The concavity of Gibbs potiential Excuse me, I have a question about the concavity of Gibbs potential.
It is known that Gibbs potential must be the minimum at the equilibrium under the constant pressure and temperature constraint. It makes me guess that Gibbs potential is a convex function of P and T.
However, mathematically, G must be a concave function of P and T. (It would be better if you are able to see Problem 1.10 of Plischke's book.) For example, 
However, it makes me guess that Gibbs potential has the maximum value at the equilibirum, but I know it is not true.
How can I understand about the concavity of Gibbs potential?
 A: 
It is known that Gibbs potential must be the minimum at the equilibrium under the constant pressure and temperature constraint. It makes me guess that Gibbs potential is a convex function of P and T.

This is the weak point. There is not such an implication.

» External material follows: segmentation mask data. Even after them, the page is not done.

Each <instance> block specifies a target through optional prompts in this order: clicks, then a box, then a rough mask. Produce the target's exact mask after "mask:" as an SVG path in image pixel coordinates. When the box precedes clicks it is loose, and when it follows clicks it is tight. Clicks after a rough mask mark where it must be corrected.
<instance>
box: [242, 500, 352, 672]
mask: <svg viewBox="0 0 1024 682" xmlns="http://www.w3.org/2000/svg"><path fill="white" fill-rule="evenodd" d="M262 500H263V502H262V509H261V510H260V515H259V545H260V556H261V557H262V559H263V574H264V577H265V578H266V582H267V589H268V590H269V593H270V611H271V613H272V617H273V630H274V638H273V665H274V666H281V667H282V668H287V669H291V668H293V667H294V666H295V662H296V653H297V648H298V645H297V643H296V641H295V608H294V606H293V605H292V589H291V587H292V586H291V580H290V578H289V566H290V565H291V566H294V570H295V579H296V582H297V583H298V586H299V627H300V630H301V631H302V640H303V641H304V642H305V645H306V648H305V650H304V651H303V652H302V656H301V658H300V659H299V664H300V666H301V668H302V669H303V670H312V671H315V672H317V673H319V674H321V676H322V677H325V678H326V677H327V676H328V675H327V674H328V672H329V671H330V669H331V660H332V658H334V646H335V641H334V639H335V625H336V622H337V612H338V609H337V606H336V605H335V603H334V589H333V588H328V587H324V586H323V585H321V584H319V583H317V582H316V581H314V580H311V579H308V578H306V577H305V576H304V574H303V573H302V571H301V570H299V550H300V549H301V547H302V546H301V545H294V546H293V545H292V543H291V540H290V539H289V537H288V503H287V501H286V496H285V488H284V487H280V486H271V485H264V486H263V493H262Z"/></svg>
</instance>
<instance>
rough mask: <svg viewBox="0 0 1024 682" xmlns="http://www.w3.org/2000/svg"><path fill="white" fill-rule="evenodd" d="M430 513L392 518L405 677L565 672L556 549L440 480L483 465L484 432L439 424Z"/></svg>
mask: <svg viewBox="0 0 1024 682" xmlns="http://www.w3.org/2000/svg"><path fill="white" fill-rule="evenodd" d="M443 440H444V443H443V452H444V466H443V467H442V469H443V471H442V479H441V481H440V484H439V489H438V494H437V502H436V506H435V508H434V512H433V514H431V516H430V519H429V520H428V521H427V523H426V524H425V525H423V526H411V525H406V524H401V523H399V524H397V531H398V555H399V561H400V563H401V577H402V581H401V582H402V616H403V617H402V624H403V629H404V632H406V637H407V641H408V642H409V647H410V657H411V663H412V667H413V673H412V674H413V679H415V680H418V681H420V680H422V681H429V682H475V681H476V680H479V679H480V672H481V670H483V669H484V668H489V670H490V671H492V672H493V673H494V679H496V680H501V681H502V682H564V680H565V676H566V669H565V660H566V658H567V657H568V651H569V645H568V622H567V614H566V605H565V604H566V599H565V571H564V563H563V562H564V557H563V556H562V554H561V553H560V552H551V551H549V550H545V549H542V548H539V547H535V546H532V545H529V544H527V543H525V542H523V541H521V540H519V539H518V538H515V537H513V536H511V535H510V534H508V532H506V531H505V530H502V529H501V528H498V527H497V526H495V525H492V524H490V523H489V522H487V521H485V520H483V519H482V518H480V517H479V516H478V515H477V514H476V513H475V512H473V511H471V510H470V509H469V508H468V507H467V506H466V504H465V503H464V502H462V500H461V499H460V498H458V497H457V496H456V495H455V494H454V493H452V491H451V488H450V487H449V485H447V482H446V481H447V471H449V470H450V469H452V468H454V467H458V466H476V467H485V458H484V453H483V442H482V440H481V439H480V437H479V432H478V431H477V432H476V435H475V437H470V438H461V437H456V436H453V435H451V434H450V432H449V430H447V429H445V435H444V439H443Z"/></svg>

The fundamental reason is that the minimum principle refers to a minimum with respect to variables expressing any possible constraint one could add to an equilibrium system at constant thermodynamic macrostate variables. It is not about a minimum of the thermodynamic potential with respect to its variables. In other words, the connection between the minimum principle for a thermodynamic potential and the sign of its second derivatives is not a straightforward application of the condition on the second derivatives at a point of minimum. It is more indirect. This is evident once we realize that the minimum principle holds for all the Legendre transforms of a thermodynamic potential, even if the definition of Legendre transforms used in Thermodynamics implies a convex/concave alternation.
The correct chain of implications is
minimum principle $\color{orange}\Rightarrow$ strict convexity with respect to the extensive variables in all the unique equilibrium states (i.e., in the absence of phase coexistence) $\color{orange}\Rightarrow$ the thermodynamic potential depending only on extensive variables (i.e., the internal energy) is a strictly convex function of all its variables $\color{orange}\Rightarrow$  every Legendre transform of the internal energy with respect to one extensive variable is a strictly concave function of the conjugate variable of that extensive variable.
I hope this clarifies why the concavity of the Gibbs free energy with respect to $P$ and $T$ does not contradict the minimum principle.